I bet that if you redo that code to for example use a few million small allocations, it will not grow the original size (but again, it all depends on what things are in the free-list, and how that matches what you are currently allocating.

The way that compilers and parsers work, you quite often create small-ish lists of things, such as argument lists, statements in blocks, all the functions, etc, so there will be lots of small and intermediate size allocations - and some big ones in some places.

So I think we can conclude that there isn’t any BIG leaks at least… :slight_smile:

Yes, I think there’s not much that can be done from libclang POV. This is all memory allocator stuff and should be handled from client code if required but nevertheless interesting observation we should be aware of when building tools.

Thanks everybody for the fruitful discussion and details provided.


BTW: If you are unsatisfied with the default behavior of the memory allocator,
you can try to use malloc_trim:


Interesting. I wasn’t familiar with this API. But it looks exactly like what might be a way to tackle this issue.
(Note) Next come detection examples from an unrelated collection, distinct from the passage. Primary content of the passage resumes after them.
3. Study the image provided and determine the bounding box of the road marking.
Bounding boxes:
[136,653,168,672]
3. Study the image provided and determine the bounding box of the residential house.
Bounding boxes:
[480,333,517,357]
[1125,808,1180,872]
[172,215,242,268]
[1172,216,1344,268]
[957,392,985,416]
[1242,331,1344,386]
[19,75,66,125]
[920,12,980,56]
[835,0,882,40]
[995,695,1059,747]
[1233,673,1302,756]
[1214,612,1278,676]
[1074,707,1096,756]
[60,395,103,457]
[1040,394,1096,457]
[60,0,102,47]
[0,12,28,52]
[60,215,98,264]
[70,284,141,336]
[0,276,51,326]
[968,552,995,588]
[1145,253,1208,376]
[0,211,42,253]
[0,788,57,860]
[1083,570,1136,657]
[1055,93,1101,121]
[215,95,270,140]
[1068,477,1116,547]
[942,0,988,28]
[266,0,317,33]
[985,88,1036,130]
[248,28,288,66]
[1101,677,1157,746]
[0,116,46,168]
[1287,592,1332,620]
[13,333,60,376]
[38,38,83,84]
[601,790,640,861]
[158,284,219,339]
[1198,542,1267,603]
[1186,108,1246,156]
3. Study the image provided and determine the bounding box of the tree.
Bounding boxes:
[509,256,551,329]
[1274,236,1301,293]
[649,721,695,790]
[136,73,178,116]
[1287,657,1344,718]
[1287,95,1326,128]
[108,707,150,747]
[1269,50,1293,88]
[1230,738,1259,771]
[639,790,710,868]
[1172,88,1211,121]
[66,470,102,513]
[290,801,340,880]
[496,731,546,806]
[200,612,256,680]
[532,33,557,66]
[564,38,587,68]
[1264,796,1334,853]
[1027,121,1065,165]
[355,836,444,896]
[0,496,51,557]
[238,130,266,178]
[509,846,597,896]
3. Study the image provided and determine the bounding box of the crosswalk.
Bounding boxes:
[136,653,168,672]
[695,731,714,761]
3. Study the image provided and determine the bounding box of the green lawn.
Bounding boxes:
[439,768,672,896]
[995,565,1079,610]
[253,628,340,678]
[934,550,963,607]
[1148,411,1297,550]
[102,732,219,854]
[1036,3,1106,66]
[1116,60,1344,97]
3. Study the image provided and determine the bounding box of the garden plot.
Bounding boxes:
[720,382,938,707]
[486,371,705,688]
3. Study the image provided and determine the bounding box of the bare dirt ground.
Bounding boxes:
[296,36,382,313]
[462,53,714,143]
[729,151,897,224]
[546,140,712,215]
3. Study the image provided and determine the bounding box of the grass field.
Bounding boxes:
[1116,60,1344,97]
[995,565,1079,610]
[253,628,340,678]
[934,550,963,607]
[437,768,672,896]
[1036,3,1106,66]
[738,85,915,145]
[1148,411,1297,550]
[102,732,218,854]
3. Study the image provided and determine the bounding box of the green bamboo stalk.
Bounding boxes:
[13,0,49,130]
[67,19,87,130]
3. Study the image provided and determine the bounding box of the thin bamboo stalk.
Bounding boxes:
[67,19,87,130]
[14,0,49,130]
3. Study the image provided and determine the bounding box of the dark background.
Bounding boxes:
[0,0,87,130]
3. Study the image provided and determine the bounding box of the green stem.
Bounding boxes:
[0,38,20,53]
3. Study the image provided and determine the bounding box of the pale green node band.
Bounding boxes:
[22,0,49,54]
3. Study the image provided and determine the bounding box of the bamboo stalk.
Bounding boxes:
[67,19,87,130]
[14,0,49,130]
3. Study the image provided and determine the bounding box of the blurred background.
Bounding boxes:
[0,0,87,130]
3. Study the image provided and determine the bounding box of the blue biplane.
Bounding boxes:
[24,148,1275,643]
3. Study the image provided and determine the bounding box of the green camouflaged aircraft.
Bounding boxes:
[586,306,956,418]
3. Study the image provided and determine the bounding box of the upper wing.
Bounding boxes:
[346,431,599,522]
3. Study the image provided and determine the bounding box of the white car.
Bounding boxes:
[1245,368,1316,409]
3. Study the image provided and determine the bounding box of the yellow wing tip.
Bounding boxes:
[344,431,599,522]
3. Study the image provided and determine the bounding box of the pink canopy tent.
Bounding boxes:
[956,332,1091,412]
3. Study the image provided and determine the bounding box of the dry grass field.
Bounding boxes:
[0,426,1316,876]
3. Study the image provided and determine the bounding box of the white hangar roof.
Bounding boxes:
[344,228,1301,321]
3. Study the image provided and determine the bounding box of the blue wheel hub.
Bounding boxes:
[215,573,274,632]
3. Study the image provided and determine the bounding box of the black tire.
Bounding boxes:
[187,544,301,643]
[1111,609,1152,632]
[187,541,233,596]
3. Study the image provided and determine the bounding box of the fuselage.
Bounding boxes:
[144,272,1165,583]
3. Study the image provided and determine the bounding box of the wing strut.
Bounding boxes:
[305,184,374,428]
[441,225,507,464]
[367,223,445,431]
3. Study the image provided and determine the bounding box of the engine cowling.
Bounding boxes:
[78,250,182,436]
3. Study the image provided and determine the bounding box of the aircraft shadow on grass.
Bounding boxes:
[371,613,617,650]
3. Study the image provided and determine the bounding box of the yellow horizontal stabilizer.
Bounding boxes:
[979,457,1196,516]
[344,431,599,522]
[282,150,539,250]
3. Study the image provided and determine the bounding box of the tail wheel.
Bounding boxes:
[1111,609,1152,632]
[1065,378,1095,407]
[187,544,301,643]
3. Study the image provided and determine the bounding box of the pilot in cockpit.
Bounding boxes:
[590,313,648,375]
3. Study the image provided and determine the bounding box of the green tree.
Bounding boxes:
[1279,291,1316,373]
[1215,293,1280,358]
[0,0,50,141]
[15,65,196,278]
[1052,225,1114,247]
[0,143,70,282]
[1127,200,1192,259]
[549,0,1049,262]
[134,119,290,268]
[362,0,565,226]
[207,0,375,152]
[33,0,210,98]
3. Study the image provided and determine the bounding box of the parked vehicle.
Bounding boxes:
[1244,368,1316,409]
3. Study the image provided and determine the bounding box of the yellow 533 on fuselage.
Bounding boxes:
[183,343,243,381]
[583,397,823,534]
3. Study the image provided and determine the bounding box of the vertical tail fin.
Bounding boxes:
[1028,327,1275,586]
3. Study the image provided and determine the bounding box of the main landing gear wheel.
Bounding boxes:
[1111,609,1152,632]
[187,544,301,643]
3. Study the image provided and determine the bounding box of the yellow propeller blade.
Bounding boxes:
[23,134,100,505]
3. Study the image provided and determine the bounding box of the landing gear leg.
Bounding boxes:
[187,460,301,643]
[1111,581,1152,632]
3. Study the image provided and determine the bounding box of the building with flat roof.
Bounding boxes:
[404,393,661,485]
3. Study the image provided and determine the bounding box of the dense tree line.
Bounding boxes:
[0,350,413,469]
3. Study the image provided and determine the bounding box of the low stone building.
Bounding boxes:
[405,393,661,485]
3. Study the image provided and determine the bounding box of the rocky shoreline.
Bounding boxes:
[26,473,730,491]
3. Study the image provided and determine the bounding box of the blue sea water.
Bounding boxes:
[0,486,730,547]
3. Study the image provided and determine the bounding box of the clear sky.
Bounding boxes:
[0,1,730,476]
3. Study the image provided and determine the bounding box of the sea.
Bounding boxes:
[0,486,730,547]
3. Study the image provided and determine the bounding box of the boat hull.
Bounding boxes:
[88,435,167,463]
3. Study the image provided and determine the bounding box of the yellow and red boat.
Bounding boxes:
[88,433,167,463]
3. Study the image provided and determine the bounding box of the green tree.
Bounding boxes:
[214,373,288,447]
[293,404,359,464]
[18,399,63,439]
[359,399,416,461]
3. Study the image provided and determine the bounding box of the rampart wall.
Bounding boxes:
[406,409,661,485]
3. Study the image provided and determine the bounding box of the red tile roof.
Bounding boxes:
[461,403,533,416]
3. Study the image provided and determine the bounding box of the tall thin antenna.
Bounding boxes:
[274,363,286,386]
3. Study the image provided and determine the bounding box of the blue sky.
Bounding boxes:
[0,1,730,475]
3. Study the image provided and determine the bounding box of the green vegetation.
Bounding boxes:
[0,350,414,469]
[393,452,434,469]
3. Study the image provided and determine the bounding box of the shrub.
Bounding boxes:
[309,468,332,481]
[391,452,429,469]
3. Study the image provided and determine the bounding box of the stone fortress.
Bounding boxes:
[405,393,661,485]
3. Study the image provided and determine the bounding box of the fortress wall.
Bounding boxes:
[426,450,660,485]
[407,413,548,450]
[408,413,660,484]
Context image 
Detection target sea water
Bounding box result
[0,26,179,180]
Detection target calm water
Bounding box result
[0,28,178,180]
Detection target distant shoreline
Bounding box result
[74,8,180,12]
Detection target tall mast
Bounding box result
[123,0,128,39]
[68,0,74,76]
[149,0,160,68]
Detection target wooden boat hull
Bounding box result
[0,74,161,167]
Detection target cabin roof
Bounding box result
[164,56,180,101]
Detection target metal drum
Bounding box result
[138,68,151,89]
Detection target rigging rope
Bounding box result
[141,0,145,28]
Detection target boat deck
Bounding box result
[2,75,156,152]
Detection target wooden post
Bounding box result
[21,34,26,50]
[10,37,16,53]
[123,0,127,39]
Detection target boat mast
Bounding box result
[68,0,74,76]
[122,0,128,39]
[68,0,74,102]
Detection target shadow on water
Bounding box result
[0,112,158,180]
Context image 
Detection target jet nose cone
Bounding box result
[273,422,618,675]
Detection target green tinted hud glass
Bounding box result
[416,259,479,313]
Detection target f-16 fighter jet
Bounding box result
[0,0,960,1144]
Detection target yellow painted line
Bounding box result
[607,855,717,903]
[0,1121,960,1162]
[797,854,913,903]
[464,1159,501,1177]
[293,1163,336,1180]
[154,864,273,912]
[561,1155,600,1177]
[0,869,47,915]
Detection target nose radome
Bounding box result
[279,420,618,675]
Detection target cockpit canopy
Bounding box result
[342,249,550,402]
I suppose one should be careful about using it in order not to hurt performance (of follow-up allocations), but if one knows that specific use-case:

  1. Will consume a disproportionaly large amount of memory
  2. Will allocate memory in a way (chunk-wise) that reusing it will be less probable with other use-cases
  3. Is not recurring
    Then I would say that it is safe to use this method to swap the memory back to the OS.